Wrong, it’s not. And even the briefest moment of reflective distance from the “tyranny of the urgent” (Covey’s lovely phrase), will reveal the extreme irrationality and emotional dysregulation that has overcome us. Pedal to the floor and no brakes, that’s what this mode of “functioning” is like. And the truth is that our current systems of work are not very helpful in countering this vulnerability.

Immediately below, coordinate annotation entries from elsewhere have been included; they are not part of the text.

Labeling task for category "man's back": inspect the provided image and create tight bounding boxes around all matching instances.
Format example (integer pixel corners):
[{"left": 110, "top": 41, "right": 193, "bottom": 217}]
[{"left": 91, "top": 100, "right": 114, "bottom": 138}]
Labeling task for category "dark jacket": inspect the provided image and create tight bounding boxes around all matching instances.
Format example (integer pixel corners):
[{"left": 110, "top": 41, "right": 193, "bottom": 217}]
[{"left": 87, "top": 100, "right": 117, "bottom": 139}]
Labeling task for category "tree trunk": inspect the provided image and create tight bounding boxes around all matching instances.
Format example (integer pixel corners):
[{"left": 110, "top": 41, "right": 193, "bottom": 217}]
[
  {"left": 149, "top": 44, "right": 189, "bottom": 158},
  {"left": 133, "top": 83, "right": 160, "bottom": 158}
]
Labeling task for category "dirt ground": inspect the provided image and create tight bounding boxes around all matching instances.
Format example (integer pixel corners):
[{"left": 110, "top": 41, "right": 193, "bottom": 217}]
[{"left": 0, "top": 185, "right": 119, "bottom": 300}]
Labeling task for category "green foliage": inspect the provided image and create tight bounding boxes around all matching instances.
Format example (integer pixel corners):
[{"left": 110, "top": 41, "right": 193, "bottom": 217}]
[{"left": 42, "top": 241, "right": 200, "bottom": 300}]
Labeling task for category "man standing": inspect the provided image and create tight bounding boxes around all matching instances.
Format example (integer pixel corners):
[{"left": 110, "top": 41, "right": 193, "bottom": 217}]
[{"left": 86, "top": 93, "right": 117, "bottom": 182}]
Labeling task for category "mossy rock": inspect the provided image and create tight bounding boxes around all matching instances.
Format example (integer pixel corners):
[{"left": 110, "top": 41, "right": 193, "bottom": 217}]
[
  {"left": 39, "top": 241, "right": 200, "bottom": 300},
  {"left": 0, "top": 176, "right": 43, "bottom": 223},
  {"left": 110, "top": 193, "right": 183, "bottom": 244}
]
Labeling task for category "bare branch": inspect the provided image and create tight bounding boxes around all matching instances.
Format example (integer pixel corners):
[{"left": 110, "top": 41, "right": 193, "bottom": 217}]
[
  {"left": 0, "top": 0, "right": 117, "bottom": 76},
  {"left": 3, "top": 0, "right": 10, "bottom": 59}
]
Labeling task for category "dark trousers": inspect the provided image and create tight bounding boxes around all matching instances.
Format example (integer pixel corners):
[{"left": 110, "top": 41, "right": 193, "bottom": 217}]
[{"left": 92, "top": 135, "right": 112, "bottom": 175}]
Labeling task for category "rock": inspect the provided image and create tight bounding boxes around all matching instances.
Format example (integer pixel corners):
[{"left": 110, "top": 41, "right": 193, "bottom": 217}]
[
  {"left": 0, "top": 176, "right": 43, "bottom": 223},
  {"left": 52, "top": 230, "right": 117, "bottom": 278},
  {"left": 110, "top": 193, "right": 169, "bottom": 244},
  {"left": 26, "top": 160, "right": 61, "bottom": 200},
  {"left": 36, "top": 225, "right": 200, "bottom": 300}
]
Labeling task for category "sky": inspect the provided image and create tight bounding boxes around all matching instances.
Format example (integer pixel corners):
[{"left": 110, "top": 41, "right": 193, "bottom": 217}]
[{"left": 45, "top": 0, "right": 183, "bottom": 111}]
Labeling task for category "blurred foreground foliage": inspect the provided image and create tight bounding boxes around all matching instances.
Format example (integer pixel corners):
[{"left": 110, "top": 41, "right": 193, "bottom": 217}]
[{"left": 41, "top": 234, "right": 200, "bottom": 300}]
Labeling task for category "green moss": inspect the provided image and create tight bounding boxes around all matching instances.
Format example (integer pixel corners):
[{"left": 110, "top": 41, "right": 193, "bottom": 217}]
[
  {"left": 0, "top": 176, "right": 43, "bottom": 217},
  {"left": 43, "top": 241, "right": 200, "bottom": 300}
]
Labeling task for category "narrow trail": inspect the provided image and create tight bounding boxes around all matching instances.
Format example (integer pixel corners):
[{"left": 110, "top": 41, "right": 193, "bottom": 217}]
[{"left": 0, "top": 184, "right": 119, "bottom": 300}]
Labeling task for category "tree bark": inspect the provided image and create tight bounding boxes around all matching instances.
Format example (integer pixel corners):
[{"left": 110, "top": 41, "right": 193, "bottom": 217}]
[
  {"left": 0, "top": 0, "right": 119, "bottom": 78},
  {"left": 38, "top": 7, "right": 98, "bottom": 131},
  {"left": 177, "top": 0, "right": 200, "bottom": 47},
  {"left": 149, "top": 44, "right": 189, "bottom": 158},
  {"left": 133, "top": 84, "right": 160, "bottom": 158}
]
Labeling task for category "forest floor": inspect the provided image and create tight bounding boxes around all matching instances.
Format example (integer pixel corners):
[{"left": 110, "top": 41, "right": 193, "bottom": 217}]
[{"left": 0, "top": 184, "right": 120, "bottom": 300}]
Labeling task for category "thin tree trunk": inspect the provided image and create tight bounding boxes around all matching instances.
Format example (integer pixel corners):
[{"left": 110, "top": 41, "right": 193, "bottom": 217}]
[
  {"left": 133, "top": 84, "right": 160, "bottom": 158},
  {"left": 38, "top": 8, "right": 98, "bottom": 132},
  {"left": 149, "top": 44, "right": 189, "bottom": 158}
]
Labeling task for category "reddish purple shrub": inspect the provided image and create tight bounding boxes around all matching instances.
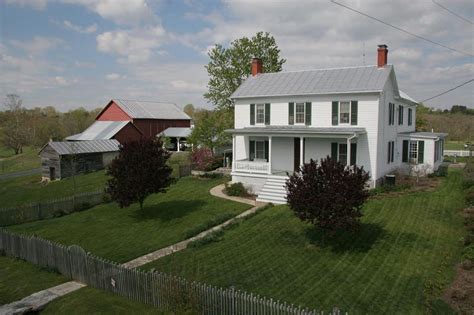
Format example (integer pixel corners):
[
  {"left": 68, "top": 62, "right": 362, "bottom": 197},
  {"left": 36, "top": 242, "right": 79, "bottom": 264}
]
[{"left": 286, "top": 157, "right": 369, "bottom": 232}]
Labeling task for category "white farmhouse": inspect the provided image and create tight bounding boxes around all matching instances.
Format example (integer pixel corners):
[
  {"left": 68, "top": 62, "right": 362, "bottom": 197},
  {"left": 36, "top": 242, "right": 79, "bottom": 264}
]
[{"left": 228, "top": 45, "right": 446, "bottom": 203}]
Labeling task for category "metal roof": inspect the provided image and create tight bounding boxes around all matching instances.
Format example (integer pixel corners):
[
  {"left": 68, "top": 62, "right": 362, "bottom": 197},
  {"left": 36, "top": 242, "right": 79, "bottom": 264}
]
[
  {"left": 160, "top": 127, "right": 191, "bottom": 138},
  {"left": 230, "top": 65, "right": 393, "bottom": 99},
  {"left": 226, "top": 126, "right": 366, "bottom": 135},
  {"left": 66, "top": 120, "right": 130, "bottom": 141},
  {"left": 112, "top": 99, "right": 191, "bottom": 119},
  {"left": 398, "top": 131, "right": 448, "bottom": 139},
  {"left": 40, "top": 139, "right": 120, "bottom": 155}
]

So, it’s up to you. If you are young - for me, that’s anyone under 40 years old - you’ve got your entire future at stake. Do you really want to live of life of volleying between frantic overwork and acute self-repair? The price may be career success, but even more importantly, it may entail lost opportunities for love, happiness, friendship, and meaning.
It’s About Control
There are things in life that we can control, and there are other forces and circumstances in life that are beyond our control. What we can control is what we care about and making choices about how we want to prioritize what we care about. We can control our level of self-care, everything from how we care for our physical self to the way we feed our soul and mind, and how we make room for love in our life.
Rather little of how we fare with these priorities will be affected in any positive way by whether we are a CEO of a company or a billionaire. Material needs will require that we find a livelihood or career that provides an income. Being part of a community, family, and network of colleagues will require that we reciprocate acts of helping and care, even causing us to sometimes go above and beyond.
Establishing a career, expert knowledge, and skills will require that we muster sufficient self-discipline and determination. We will need to cope with disappointment, illness, and suffering in life too. We are mortal, so these are part of what it means to be persons. But if we begin ceding ground to material trappings, compensatory needs for status, title, and power, we sacrifice our freedom for happiness.
So, who is in charge? Is it you or your obsessions? Who is appraising your situation and your freedom to live the life you want? Is it you or is that exhausted version of our life form that has sacrificed all to seek the ephemeral affirmations that bloat our pride while leaving us empty?